老宫是我们班的二哥,故又名宫老二,男生都叫他老宫。我们女生虽觉此称呼很亲切,却没有几个敢这样叫的,因为一旦出口可是事关重大啊,说不定还要追究法律责任呢,万一再牵扯上权利和义务就更麻烦了。

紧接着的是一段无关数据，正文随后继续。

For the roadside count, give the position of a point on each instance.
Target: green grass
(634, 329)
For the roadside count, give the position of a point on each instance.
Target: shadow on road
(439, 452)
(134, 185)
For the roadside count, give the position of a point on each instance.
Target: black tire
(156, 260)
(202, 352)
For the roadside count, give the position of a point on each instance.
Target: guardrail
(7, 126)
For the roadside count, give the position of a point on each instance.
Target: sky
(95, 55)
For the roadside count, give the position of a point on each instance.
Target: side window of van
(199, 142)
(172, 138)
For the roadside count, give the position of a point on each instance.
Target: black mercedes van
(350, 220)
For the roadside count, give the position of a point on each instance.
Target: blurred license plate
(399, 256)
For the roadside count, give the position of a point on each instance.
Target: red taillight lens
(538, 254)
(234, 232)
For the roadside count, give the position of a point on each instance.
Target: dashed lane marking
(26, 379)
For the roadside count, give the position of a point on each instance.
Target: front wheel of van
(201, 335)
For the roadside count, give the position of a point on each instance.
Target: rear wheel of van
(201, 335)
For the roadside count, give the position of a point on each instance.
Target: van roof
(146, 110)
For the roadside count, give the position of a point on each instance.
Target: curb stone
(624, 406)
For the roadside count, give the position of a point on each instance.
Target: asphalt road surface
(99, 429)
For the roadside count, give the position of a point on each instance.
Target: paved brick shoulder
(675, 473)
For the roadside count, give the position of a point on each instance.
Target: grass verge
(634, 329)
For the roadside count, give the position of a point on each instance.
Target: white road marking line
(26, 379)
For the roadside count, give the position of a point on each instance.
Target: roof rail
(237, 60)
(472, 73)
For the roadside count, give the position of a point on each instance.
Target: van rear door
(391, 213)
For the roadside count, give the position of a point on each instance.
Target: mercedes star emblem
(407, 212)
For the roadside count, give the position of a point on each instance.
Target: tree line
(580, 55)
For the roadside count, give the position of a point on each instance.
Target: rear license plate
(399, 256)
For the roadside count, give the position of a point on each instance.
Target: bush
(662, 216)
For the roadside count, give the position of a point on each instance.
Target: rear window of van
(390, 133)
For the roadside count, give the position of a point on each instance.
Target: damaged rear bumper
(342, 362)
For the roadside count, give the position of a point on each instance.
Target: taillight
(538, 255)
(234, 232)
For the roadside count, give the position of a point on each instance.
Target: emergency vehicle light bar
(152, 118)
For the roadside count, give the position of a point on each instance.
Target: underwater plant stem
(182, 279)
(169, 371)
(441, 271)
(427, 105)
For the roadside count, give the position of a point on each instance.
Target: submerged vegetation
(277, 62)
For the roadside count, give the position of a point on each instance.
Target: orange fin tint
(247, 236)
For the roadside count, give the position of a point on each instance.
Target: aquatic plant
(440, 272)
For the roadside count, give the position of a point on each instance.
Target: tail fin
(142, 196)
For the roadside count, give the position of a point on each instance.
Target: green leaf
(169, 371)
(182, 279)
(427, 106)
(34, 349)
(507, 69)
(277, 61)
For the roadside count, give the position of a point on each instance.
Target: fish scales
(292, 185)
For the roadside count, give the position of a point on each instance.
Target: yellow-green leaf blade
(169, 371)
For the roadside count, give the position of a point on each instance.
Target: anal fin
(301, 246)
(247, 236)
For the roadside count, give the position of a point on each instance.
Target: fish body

第一次发现老宫有魅力是在大一刚入学不久,记得是九月的时候,系里去草原采风,那是我们和草原第一次真正的亲密接触。第一次目睹茫茫草原千里牧场心里别提多高兴了,大羊小羊,老牛小牛都不放过。很快的太阳就要落山了,我们感到了丝丝的凉意。更要命的是羊肉还没有熟,我们的肚子饿的已经呱呱叫了。班里的同学都三五成群的蜷缩在蒙古包的角落里,互相挤靠着只等羊肉端上来的那一刻。就在这时我们的耳畔传来了低沉的男中音,一首首的哼唱着或新或老的歌曲。转头看去发现是老宫。戴着一副太阳镜,在夕阳的影射下脸部棱角显得格外分明,眉宇轩昂,鼻梁很高,唇行娇好。他的那一瞬就这样完美的定格在我们的心中了。以至于多年后的今天我写下这段文字的时候,感觉仍清晰如昨。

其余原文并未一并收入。